Es un concepto de ascensor espacial que realmente podría funcionar.

Sería mucho más fácil escapar de la gravedad de la Tierra si pudieras saltarte los cohetes que consumen mucha energía.

Esa es la idea detrás de Spaceline, un tipo de elevador espacial recientemente propuesto que uniría la Tierra y la Luna en un intento por reducir drásticamente el costo de los viajes espaciales.

Descrito en una investigación publicada en el servidor de preimpresión ArXiv por investigadores de la Universidad de Columbia y la Universidad de Cambridge, la Spaceline estaría atada a la superficie de la Luna y colgaría en órbita geoestacionaria alrededor de la Tierra como una plomada, esperando que los astronautas se enganchen y cabalgar hacia el cosmos. El documento de prueba de concepto encontró que la Línea Espacial podría construirse con materiales que existen hoy en día, lo que aumenta la posibilidad de viajes espaciales más fáciles y tal vez incluso de asentamientos orbitales.
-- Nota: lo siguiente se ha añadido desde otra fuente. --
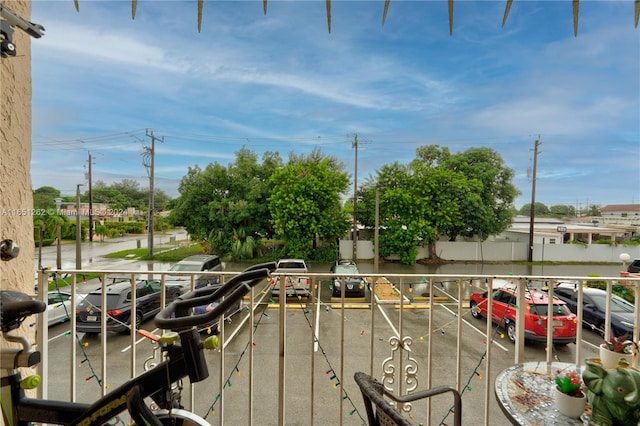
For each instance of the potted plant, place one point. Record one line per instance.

En lugar de dispararse fuera de la órbita, los astronautas solo tendrían que llegar al punto final de la Línea Espacial, reduciendo el costo y el desafío de los lanzamientos de cohetes. Una vez que alcanza el vacío del espacio, libre de la gravedad terrestre y la presión atmosférica, la nave espacial se encontraría con el cable y se aferraría a un transbordador alimentado por energía solar que subiría a lo largo de su longitud.

Zephyr Penoyre, uno de los estudiantes graduados en astronomía de Columbia detrás de Spaceline, le dijo a Futurism que “la línea se convierte en una infraestructura, muy parecida a un ferrocarril temprano: el movimiento de personas y suministros a lo largo de él es mucho más simple y fácil que el mismo viaje en espacio profundo.”

Los elevadores espaciales basados en la Tierra serían demasiado exigentes para cualquier material existente: la mayor fuerza de atracción y rotación gravitacional de la Tierra rompería el cable antes de que pudiera completarse. Pero el riesgo de un colapso catastrófico, dicen los investigadores, es menor cuando el cable solo está atado a la Luna. A lo largo del documento, la estudiante graduada de astronomía de Penoyre y Cambridge, Emily Sandford, a menudo señaló que los nanotubos de carbono serían el mejor material para usar, pero aún no se pueden construir a escala.

Según los cálculos en el documento, parece que varios materiales existentes podrían estar a la altura del desafío: es solo una cuestión de encontrar lo más fuerte que se pueda hacer a escala.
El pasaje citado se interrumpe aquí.